Tras un rato Aravir propone camuflar la entrada, algo que yo apoyo firmemente, aunque sin mediar palabra. Nos acompaña Namsis para alumbrarnos el camino, y cuando salimos fuera empieza a nevar. Desenfundo el puñal, comienzo a cortar ramajes de los árboles y arbustos escasos en aquella estepa, y no puedo evitar oír un ritmo cansino de tambores y pasos, que hace que me apresure. Namsis también corta ramas con su brillante espada y Aravir está preparando trampas a la entrada de la cueva, que deja sin tapar para evitar accidentes. La nieve se amontona a nuestros pies, y Namsis y yo entramos a la cueva, mientras Aravir borra nuestras huellas y cubre las trampas con nieve. Terminamos de cubrir la entrada, y la nieve sigue cayendo. Volvemos con el resto de grupo y comprobamos las provisiones. Son escasas, durarían alrededor de una semana si las racionábamos mucho, aunque la nieve podría aprovecharse más tarde si nos quedábamos sin agua. Las guardias se reparten: Ulbar y Miquel la primera, Îbal y yo la segunda, y Aravir y Namsis la tercera. Ulbar y Miquel marchan hacia la entrada para realizar la guardia, y yo me limito a envolverme en el manto y recostarme a la pared, dando un buche rápido al anís, que me reconforta. Me incorporo para ofrecer a los demás, pero la oscuridad es total ahora que Namsis ha apagado la vara, y reposo la cabeza contra la pared, pensando. ¿Qué haríamos? Si marchábamos hacia el sur, tendría que ser por una senda poco frecuentada, por lo alto de las montañas, si no nos encontraríamos a los enemigos que se habían quedado en la retaguardia, y si marchábamos al norte, aún cuando hubiera vuelto el ejército de Angmar, habría que andar bastante para llegar a la bahía de Forochel, sin provisiones. Gran dilema. Îbal me saca de mi ensimismamiento con una palmada a tientas en la cabeza, y yo me levanto y cojo la cuerda para bajar, sumergido en la oscuridad, pues Namsis dormía. Sin embargo, los ojos, tras pasar tanto tiempo a oscuras veían casi todos los detalles de la cueva. Îbal y yo caminamos charlando en susurros hasta que vimos la entrada, por la que penetraba un poco de la luz de la luna.

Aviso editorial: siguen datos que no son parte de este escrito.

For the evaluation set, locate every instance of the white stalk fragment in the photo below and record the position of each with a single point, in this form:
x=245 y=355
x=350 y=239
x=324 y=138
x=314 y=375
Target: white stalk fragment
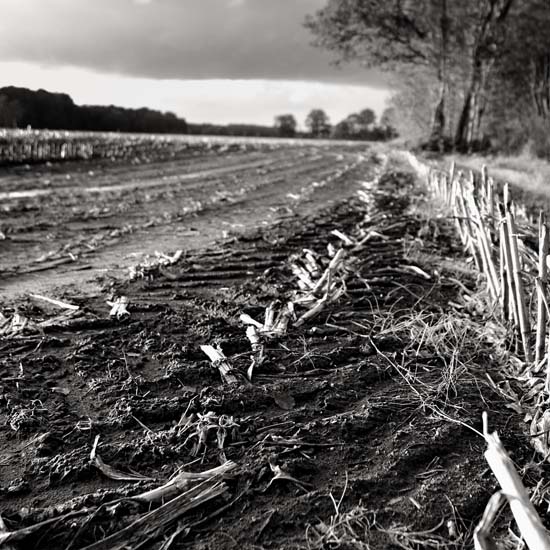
x=527 y=519
x=111 y=472
x=219 y=360
x=59 y=303
x=119 y=307
x=182 y=481
x=342 y=236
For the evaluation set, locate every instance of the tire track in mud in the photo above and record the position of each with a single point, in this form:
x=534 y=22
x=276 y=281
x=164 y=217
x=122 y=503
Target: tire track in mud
x=333 y=404
x=139 y=216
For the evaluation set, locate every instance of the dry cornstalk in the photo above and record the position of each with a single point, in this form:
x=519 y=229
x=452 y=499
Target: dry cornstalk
x=513 y=313
x=154 y=522
x=219 y=360
x=55 y=302
x=111 y=472
x=182 y=482
x=452 y=183
x=343 y=237
x=119 y=307
x=491 y=201
x=541 y=298
x=527 y=519
x=332 y=267
x=519 y=294
x=485 y=249
x=468 y=226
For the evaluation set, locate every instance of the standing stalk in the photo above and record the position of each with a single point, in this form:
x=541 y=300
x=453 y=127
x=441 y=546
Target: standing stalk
x=541 y=289
x=518 y=285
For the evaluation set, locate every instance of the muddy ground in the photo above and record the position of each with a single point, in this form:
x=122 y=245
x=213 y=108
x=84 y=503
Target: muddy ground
x=353 y=430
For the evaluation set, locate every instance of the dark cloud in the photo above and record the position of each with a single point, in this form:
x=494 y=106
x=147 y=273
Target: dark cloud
x=172 y=39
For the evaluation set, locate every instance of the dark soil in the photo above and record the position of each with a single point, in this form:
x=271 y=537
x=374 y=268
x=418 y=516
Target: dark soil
x=364 y=410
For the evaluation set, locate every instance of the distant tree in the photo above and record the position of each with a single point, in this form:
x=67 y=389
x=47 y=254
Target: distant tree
x=318 y=123
x=366 y=117
x=461 y=38
x=388 y=122
x=20 y=107
x=286 y=125
x=342 y=130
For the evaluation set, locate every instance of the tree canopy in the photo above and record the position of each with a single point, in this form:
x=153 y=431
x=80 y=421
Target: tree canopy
x=462 y=50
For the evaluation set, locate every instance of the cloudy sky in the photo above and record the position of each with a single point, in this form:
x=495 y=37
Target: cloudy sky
x=207 y=60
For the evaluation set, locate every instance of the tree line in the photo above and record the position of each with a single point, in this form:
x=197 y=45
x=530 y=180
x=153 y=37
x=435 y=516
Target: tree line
x=359 y=126
x=22 y=108
x=468 y=73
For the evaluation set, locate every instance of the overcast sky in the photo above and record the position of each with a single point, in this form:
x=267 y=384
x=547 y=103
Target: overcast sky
x=206 y=60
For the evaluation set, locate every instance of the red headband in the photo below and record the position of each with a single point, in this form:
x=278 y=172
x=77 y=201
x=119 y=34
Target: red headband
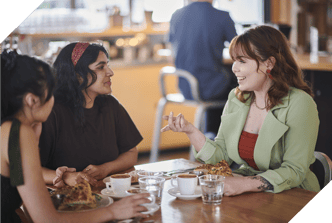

-¿Qué tal la guardia? –pregunto.
-Entretenida –me responde Ulbar. –Hemos tenido n gran espectáculo.
En ese momento resuenan unos pasos detrás de nosotros, y reconocemos la figura encapuchada de Aravir, que nos informa de que Namsis estaba susurrando en sueños.
Todos nos sorprendemos, y yo comento que yo al menos me quedaba a cumplir la guardia por si acaso. Le digo a Îbal que vaya a ver qué pasa con ellos y que vuelva luego. Todos se marchan y de nuevo me recuesto contra la pared, oyendo la marcha enemiga alejarse poco a poco. El amanecer nos traería nuevos planes. Mientras tanto, cogí una flecha y me puse a examinarla aburrido, mirando de vez en cuando el exterior nevado, sin novedad alguna en el frente, mientras espero a Îbal.
"La vida tiene el sentido que nosotros le damos y en ello reside la grandeza del hombre" -Friedrich Nietszche.